5. Patients must have a life expectancy of greater than or equal to 12 weeks.
6. Patients who have adequate haematologic, renal, and hepatic functions as confirmed by the following criteria;
a. ANC greater than or equal to 1,500/µL
b. Platelet greater than or equal to 100,000/µL
c. Hb greater than or equal to 9.0 mg/dL
d. Serum creatinine less than or equal to 1.5 × ULN or eGFR greater than or equal to 45 mL/min/1.73 m2, for patients with creatinine levels above institutional normal
e. Total bilirubin: less than or equal to 1.5 × ULN
f. AST and ALT: less than or equal to 5 × ULN
g. Prothrombin time and aPTT must be normal or in case of borderline elevation must be deemed clinically not significant as ascertained by the Investigator
h. Non-clinically-significant hypoalbuminemia as ascertained by the Investigator is acceptable, provided that there is no:
• Ascites
• Hepatic encephalopathy
7. Patients must have had an interval of greater than or equal to 21 days since exposure to cytotoxic drugs, greater than or equal to 28 days or greater than or equal to 5 half-lives whichever is shorter since exposure to targeted agents (small molecule inhibitors), greater than or equal to 28 days since biological therapy (immunotherapy), hormone therapy and gene therapy, or greater than or equal to 14 days since radiotherapy, at baseline:
a. Patients must have fully recovered to NCI-CTCAE Grade 1 or better from AEs due to all previous cancer therapeutics prior to entering this study.

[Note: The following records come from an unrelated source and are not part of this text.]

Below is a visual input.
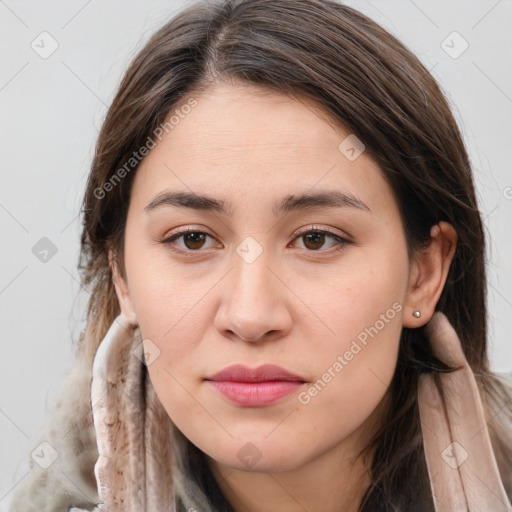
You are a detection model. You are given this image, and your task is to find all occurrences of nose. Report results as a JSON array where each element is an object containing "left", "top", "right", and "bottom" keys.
[{"left": 215, "top": 253, "right": 293, "bottom": 343}]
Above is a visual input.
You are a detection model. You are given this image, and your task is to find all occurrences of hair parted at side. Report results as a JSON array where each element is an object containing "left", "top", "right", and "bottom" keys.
[{"left": 78, "top": 0, "right": 512, "bottom": 512}]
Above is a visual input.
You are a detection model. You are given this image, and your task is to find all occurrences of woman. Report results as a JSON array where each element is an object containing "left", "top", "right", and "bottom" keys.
[{"left": 11, "top": 0, "right": 512, "bottom": 512}]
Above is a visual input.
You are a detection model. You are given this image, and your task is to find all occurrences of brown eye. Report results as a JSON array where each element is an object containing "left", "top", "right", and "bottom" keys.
[
  {"left": 302, "top": 231, "right": 325, "bottom": 250},
  {"left": 183, "top": 231, "right": 208, "bottom": 250},
  {"left": 161, "top": 229, "right": 219, "bottom": 254},
  {"left": 296, "top": 229, "right": 352, "bottom": 252}
]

Note: Patients with less than or equal to Grade 2 neuropathy or less than or equal to Grade 2 alopecia or Grade 2 AEs that qualify as Grade 2 due to replacement hormonal or steroid therapy may qualify for the study with approval by Sponsor/ medical monitor.

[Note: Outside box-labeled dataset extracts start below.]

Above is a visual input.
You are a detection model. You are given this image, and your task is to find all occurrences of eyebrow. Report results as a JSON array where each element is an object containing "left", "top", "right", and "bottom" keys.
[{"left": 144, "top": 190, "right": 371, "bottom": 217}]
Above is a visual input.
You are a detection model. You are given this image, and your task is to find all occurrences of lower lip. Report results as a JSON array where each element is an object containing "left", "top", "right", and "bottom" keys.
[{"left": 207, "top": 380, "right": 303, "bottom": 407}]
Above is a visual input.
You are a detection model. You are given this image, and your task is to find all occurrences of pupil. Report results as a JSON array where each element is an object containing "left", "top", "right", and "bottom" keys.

b. If a patient received major surgery, they must have recovered adequately from the toxicity and/or complications from the intervention prior to enrolment.
c. Patients must have received their last dose of known myelosuppressive anti-cancer chemotherapy at least 3 weeks prior to administration of first dose of IP or at least 6 weeks if nitrosourea.
d. For radiation therapy

Exclusion Criteria

A patient will be ineligible for study participation if any of the following criteria are met:
1. Patients with severe hypersensitivity or a history of any hypersensitivity to the similar drug class of the study drugs (IP and Pembrolizumab).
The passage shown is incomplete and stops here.